If we look at the data over a span of 25 years (1985-2010), UK and Italy have a gap of more than 8% points. Despite this difference in saving rates, not only both languages are futured (in the sense expressed previously) but they are also linguistically very near. According to the Cambridge Encyclopaedia of language (p. 375, 1980 ed.), they have an inter-lingual distance based on pronunciation, spelling, orthography, grammar and vocabulary which is the closest (in religious terms is similar to the proximity between the Anglican and the Roman Church), followed by Spanish, German, French and Russian. Why do people speaking a language falling in the same linguistic category (in this case futured) would display different saving patterns? Or, just to take an even more striking example, why would three linguistically identical countries like Ireland, Australia and UK have more than 10% points difference in their saving rates?

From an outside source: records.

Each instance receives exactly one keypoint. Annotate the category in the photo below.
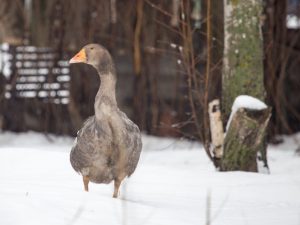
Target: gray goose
(108, 146)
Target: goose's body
(108, 146)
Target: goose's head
(96, 56)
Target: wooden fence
(34, 90)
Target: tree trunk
(243, 60)
(244, 139)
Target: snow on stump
(245, 136)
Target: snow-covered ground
(170, 187)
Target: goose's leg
(117, 184)
(86, 180)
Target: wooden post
(216, 128)
(244, 139)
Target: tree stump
(244, 139)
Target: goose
(108, 146)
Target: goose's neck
(106, 95)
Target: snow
(245, 101)
(170, 186)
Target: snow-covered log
(245, 137)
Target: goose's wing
(90, 145)
(133, 143)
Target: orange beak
(80, 57)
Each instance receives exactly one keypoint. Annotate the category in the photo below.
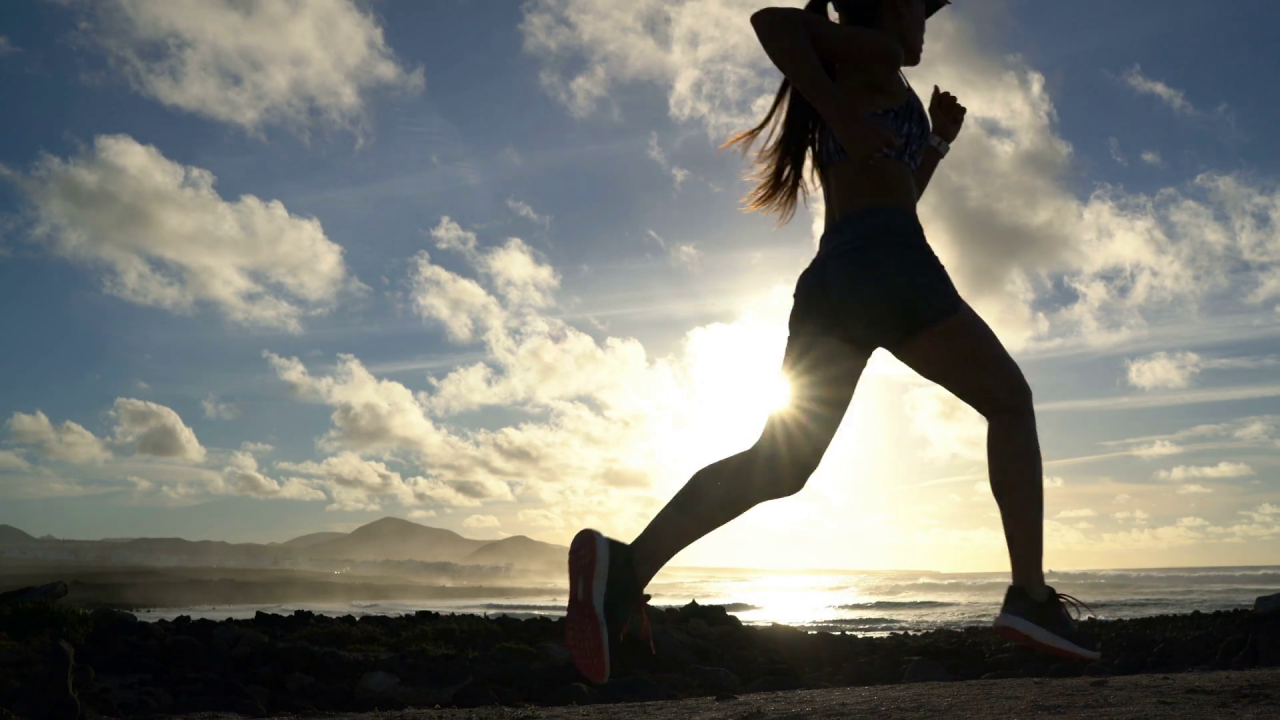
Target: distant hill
(314, 538)
(392, 538)
(13, 536)
(520, 551)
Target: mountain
(392, 538)
(13, 536)
(314, 538)
(522, 552)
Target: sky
(280, 267)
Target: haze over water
(851, 601)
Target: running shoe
(604, 601)
(1046, 625)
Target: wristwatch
(940, 145)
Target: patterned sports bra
(910, 124)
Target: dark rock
(297, 682)
(1265, 606)
(42, 593)
(920, 670)
(717, 679)
(376, 683)
(636, 688)
(1267, 639)
(50, 696)
(475, 695)
(773, 684)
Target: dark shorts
(874, 282)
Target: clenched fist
(946, 114)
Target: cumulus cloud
(1223, 469)
(242, 477)
(1045, 267)
(656, 154)
(251, 63)
(155, 429)
(681, 255)
(476, 522)
(1137, 516)
(1157, 449)
(1175, 370)
(702, 51)
(526, 212)
(950, 429)
(10, 460)
(218, 410)
(165, 238)
(68, 442)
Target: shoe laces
(1075, 605)
(639, 607)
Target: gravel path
(1252, 693)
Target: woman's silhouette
(874, 282)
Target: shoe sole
(1025, 632)
(586, 634)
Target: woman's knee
(1010, 397)
(781, 474)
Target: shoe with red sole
(604, 598)
(1046, 624)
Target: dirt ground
(1253, 693)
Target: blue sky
(480, 264)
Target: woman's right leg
(823, 373)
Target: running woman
(873, 283)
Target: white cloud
(1164, 370)
(10, 460)
(155, 429)
(251, 63)
(703, 53)
(242, 477)
(1157, 449)
(540, 518)
(68, 442)
(1223, 469)
(656, 154)
(218, 410)
(167, 240)
(1137, 516)
(355, 483)
(1170, 96)
(681, 255)
(449, 236)
(950, 429)
(1114, 145)
(476, 522)
(526, 212)
(1175, 370)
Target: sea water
(862, 602)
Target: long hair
(790, 128)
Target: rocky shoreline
(62, 662)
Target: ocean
(860, 602)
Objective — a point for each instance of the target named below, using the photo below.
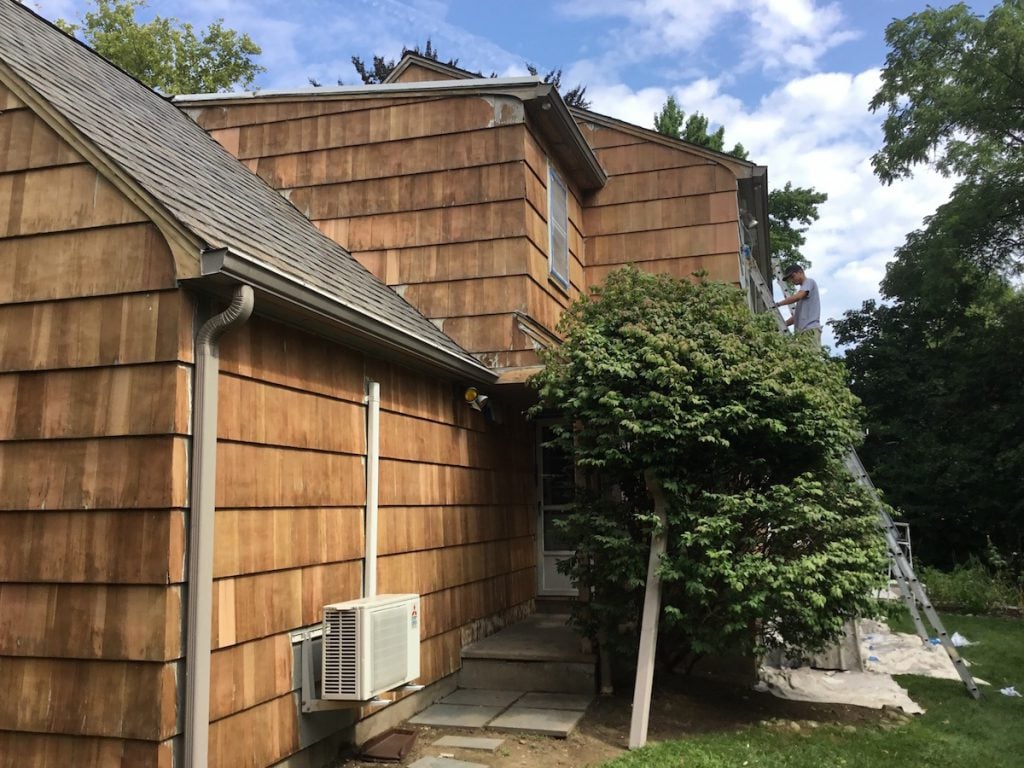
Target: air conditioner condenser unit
(371, 645)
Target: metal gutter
(373, 483)
(202, 507)
(374, 333)
(475, 84)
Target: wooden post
(648, 626)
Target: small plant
(972, 588)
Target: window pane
(556, 540)
(558, 227)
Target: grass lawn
(954, 732)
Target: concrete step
(542, 714)
(541, 653)
(545, 677)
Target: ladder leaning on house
(910, 588)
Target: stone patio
(513, 712)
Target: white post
(648, 626)
(373, 481)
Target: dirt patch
(681, 708)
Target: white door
(555, 488)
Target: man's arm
(799, 296)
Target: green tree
(574, 96)
(165, 53)
(669, 121)
(743, 429)
(672, 121)
(939, 364)
(952, 91)
(382, 68)
(791, 211)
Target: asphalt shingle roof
(199, 182)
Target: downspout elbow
(202, 507)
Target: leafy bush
(972, 588)
(675, 388)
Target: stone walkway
(513, 712)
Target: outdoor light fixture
(474, 399)
(480, 402)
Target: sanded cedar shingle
(195, 179)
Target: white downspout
(204, 475)
(373, 483)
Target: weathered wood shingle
(190, 176)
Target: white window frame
(558, 224)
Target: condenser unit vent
(370, 646)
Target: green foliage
(939, 369)
(744, 428)
(670, 122)
(382, 68)
(576, 96)
(953, 94)
(939, 365)
(971, 588)
(165, 53)
(791, 211)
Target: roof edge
(225, 262)
(334, 91)
(541, 99)
(411, 57)
(652, 135)
(184, 245)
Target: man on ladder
(807, 312)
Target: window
(558, 226)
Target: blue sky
(790, 79)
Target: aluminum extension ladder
(911, 590)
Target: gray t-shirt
(808, 310)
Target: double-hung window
(558, 227)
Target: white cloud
(777, 36)
(815, 131)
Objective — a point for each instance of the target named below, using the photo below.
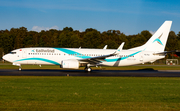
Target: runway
(121, 73)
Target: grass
(25, 93)
(136, 67)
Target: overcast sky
(128, 16)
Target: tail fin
(158, 41)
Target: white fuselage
(55, 56)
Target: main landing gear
(87, 68)
(20, 68)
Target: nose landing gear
(87, 68)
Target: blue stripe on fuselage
(40, 59)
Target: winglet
(119, 48)
(105, 47)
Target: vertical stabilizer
(158, 41)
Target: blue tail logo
(158, 40)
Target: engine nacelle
(73, 64)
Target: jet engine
(74, 64)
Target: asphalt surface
(121, 73)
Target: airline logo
(158, 40)
(43, 50)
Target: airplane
(71, 58)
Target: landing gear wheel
(88, 69)
(19, 68)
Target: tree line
(91, 38)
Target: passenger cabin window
(12, 52)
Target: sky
(128, 16)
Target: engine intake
(73, 64)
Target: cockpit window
(12, 52)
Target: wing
(100, 59)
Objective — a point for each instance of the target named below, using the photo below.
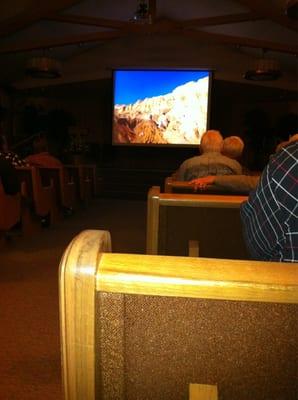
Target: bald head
(211, 141)
(232, 147)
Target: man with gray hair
(210, 162)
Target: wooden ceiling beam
(221, 20)
(60, 42)
(117, 24)
(269, 11)
(240, 41)
(33, 14)
(88, 21)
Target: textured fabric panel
(248, 349)
(109, 353)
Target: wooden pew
(85, 176)
(64, 185)
(146, 327)
(194, 224)
(10, 211)
(40, 197)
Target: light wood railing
(88, 268)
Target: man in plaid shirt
(269, 217)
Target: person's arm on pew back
(233, 183)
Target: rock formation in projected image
(178, 117)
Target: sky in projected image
(130, 86)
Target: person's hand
(202, 183)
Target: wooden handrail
(87, 267)
(78, 269)
(240, 280)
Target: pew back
(145, 327)
(212, 222)
(171, 185)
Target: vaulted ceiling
(90, 37)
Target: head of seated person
(41, 156)
(210, 162)
(12, 157)
(211, 142)
(233, 147)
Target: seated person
(42, 157)
(235, 183)
(10, 156)
(270, 216)
(210, 162)
(233, 147)
(9, 177)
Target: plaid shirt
(269, 217)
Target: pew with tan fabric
(171, 185)
(139, 327)
(207, 225)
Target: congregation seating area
(163, 327)
(205, 225)
(47, 195)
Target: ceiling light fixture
(43, 68)
(142, 15)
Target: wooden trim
(32, 14)
(201, 200)
(78, 269)
(87, 21)
(152, 220)
(239, 41)
(60, 41)
(270, 11)
(202, 392)
(220, 20)
(240, 280)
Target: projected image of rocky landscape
(177, 116)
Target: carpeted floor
(29, 315)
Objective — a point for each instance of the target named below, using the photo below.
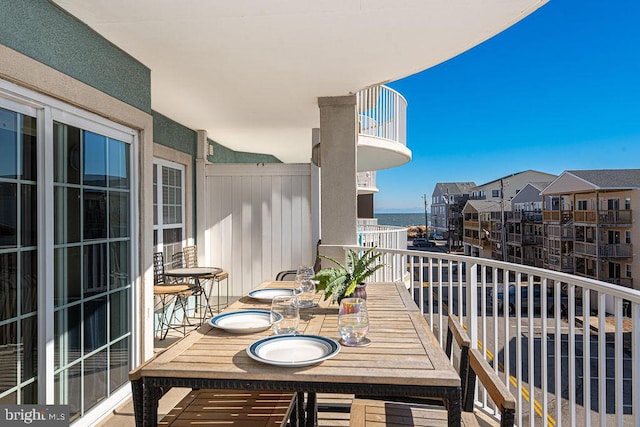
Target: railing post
(472, 303)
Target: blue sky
(558, 91)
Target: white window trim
(160, 226)
(47, 109)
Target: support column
(338, 154)
(202, 235)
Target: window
(82, 164)
(168, 204)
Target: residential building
(524, 227)
(588, 218)
(133, 127)
(489, 238)
(447, 201)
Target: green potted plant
(342, 281)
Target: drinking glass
(353, 322)
(285, 314)
(304, 272)
(306, 293)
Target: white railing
(575, 338)
(386, 237)
(382, 113)
(366, 179)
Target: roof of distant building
(454, 188)
(610, 178)
(551, 176)
(487, 205)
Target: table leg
(151, 395)
(454, 407)
(136, 393)
(300, 409)
(312, 410)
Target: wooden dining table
(403, 359)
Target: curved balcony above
(367, 182)
(382, 129)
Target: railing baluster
(619, 359)
(544, 363)
(556, 379)
(586, 355)
(557, 353)
(602, 359)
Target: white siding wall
(258, 221)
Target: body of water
(400, 219)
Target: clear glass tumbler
(353, 322)
(285, 314)
(306, 293)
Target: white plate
(243, 321)
(293, 350)
(267, 294)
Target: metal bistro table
(198, 274)
(404, 359)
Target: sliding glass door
(73, 170)
(18, 256)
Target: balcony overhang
(250, 73)
(379, 153)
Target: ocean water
(400, 219)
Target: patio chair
(375, 412)
(190, 256)
(172, 298)
(234, 408)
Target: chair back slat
(158, 268)
(190, 256)
(498, 391)
(455, 333)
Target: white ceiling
(250, 71)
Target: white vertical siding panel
(256, 231)
(307, 246)
(265, 207)
(287, 238)
(276, 226)
(296, 222)
(236, 242)
(247, 234)
(260, 221)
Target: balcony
(366, 182)
(559, 338)
(617, 218)
(382, 129)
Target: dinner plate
(293, 350)
(267, 294)
(242, 321)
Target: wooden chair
(233, 408)
(190, 255)
(377, 413)
(167, 293)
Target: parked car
(423, 243)
(524, 300)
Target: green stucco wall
(41, 30)
(174, 135)
(222, 154)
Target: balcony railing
(382, 113)
(613, 217)
(568, 346)
(366, 180)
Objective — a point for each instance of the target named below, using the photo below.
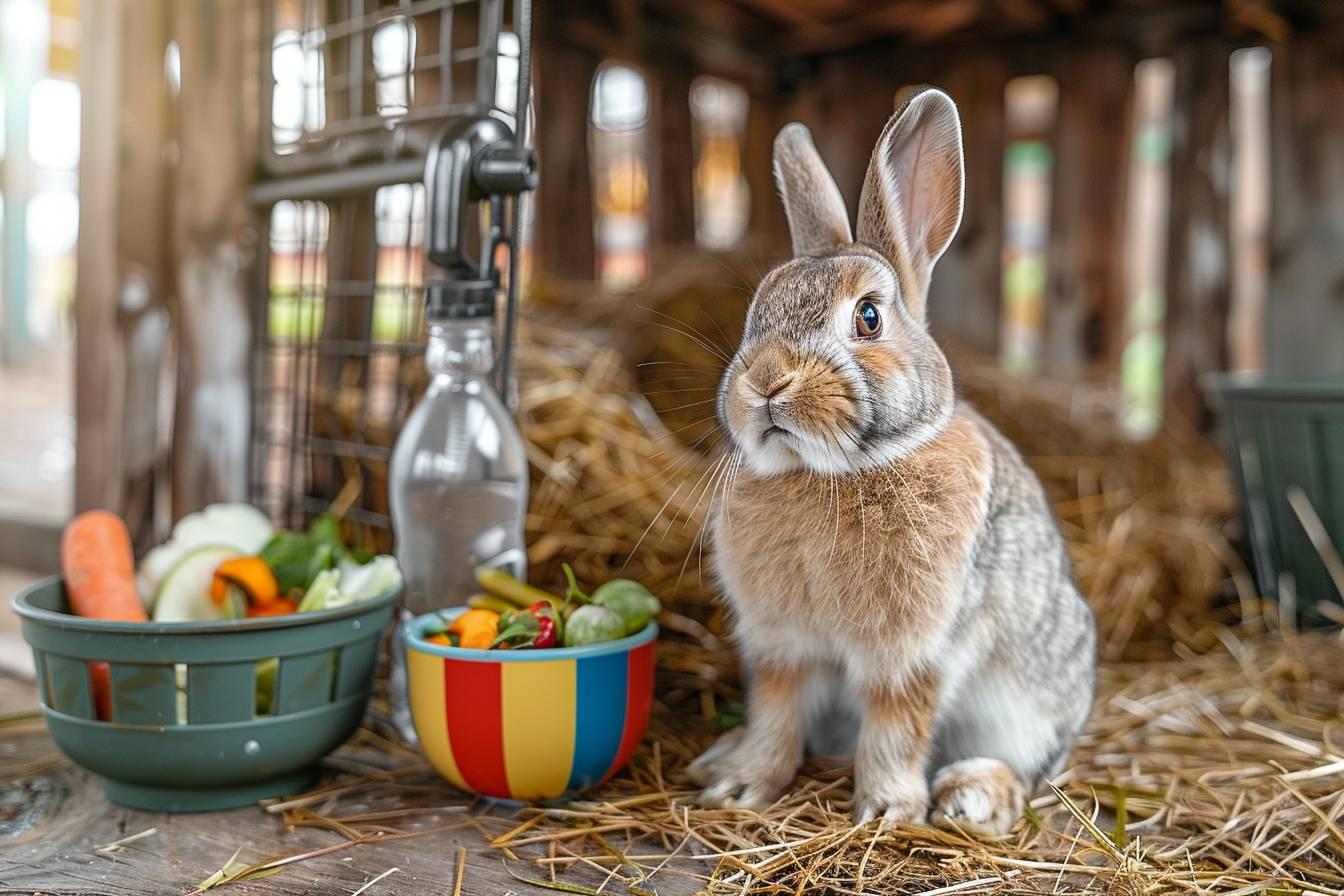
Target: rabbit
(898, 586)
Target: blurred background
(214, 255)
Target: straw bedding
(1210, 763)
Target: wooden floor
(54, 818)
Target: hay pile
(1210, 767)
(617, 435)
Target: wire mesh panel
(355, 79)
(354, 92)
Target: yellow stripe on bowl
(425, 675)
(538, 696)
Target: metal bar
(339, 183)
(488, 47)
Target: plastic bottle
(457, 482)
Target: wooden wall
(846, 97)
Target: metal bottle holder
(475, 161)
(348, 280)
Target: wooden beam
(122, 223)
(765, 117)
(1199, 250)
(213, 227)
(1304, 321)
(671, 151)
(565, 73)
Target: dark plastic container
(187, 731)
(1280, 434)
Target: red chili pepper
(546, 632)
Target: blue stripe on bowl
(601, 718)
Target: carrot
(101, 583)
(253, 576)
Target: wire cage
(352, 93)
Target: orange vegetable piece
(250, 574)
(100, 571)
(476, 629)
(277, 607)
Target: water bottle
(457, 482)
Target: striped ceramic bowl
(528, 724)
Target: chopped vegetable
(520, 594)
(476, 628)
(324, 593)
(277, 607)
(516, 629)
(100, 571)
(625, 598)
(593, 623)
(247, 579)
(362, 582)
(489, 602)
(631, 601)
(100, 567)
(184, 594)
(235, 525)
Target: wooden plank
(211, 227)
(1198, 257)
(53, 846)
(1085, 288)
(565, 196)
(766, 223)
(671, 151)
(1304, 321)
(122, 225)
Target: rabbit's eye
(867, 320)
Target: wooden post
(1085, 289)
(565, 196)
(766, 220)
(124, 233)
(671, 152)
(1304, 320)
(213, 239)
(1198, 255)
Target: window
(1250, 198)
(1147, 204)
(1030, 118)
(722, 195)
(618, 118)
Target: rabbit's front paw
(895, 798)
(735, 777)
(707, 766)
(980, 795)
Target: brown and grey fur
(898, 583)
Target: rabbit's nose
(770, 372)
(778, 386)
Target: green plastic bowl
(186, 731)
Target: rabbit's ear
(817, 218)
(911, 199)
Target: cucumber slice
(184, 593)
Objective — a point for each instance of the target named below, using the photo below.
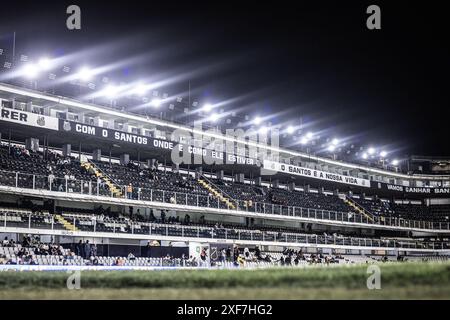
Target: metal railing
(89, 187)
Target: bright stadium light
(263, 130)
(85, 74)
(140, 89)
(111, 91)
(30, 71)
(207, 107)
(214, 117)
(45, 64)
(156, 103)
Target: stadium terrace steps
(216, 193)
(115, 189)
(349, 201)
(68, 225)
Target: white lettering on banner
(131, 138)
(85, 129)
(395, 188)
(315, 174)
(28, 118)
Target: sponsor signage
(209, 156)
(315, 174)
(28, 118)
(439, 191)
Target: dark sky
(310, 59)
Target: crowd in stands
(154, 183)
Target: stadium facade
(73, 171)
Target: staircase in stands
(352, 203)
(218, 194)
(68, 225)
(91, 167)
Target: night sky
(299, 59)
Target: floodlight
(84, 74)
(140, 89)
(30, 71)
(156, 103)
(110, 91)
(207, 107)
(45, 63)
(214, 117)
(263, 130)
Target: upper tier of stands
(149, 183)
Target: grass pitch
(398, 281)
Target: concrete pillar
(124, 159)
(151, 163)
(67, 150)
(291, 186)
(275, 183)
(97, 154)
(32, 144)
(219, 174)
(198, 172)
(239, 177)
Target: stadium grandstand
(90, 178)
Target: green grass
(402, 281)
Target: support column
(219, 174)
(67, 150)
(97, 154)
(124, 159)
(32, 144)
(275, 183)
(239, 177)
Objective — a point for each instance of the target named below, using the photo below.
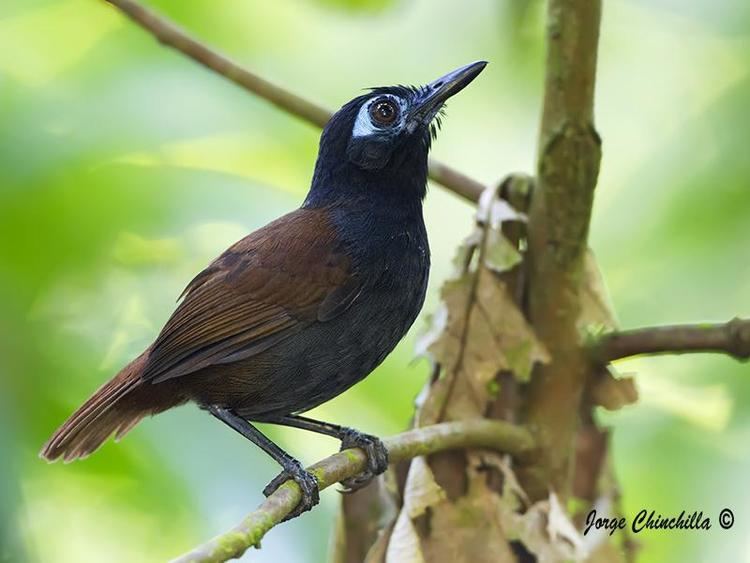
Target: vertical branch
(568, 165)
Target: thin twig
(168, 34)
(496, 435)
(732, 338)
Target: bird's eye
(384, 113)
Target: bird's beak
(436, 93)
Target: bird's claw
(377, 458)
(307, 482)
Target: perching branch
(731, 338)
(495, 435)
(170, 35)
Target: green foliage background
(125, 168)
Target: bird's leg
(292, 468)
(377, 455)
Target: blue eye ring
(384, 112)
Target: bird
(302, 309)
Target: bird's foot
(307, 482)
(377, 458)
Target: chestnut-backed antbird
(302, 309)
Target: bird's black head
(379, 142)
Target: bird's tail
(115, 408)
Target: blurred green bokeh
(126, 168)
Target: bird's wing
(268, 286)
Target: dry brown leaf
(404, 545)
(421, 490)
(597, 312)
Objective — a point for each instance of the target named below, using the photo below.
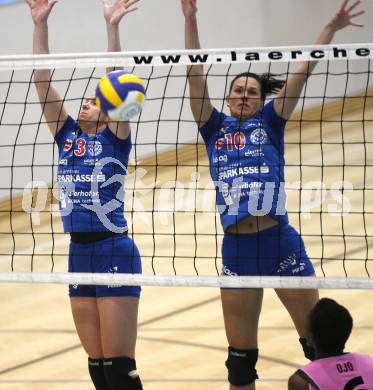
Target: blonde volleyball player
(246, 151)
(105, 316)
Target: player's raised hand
(114, 13)
(346, 16)
(189, 7)
(40, 9)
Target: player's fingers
(349, 9)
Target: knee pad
(308, 350)
(241, 366)
(96, 372)
(120, 373)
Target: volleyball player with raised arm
(93, 155)
(333, 369)
(246, 154)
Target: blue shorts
(277, 251)
(117, 254)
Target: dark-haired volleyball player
(246, 154)
(330, 327)
(91, 151)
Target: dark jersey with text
(91, 171)
(247, 165)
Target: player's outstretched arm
(113, 14)
(52, 105)
(288, 97)
(199, 96)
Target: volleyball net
(170, 197)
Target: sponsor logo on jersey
(259, 137)
(222, 158)
(85, 178)
(254, 153)
(68, 145)
(240, 171)
(94, 148)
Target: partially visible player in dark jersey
(93, 158)
(246, 155)
(333, 369)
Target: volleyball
(120, 95)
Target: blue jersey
(91, 171)
(247, 165)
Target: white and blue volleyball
(120, 95)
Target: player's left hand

One among many contradictory points which this theory does not explain is that in the previous 30 years, and not considered in the above graphs, from 1955 to 1985, Italians (speaking a futured language) had attained saving level comparable to Japanese, speakers of a futureless language. Why do people speaking languages falling in two different linguistic categories (futureless and futured) would then display similar saving patterns?

In his General Theory (1936), John Maynard Keynes had already explained the psychological motives, the social mores and the economic conditions conducive to the prevailing saving rates.
Will our new generation of economists call Keynes’s model ‘the saving paradox’?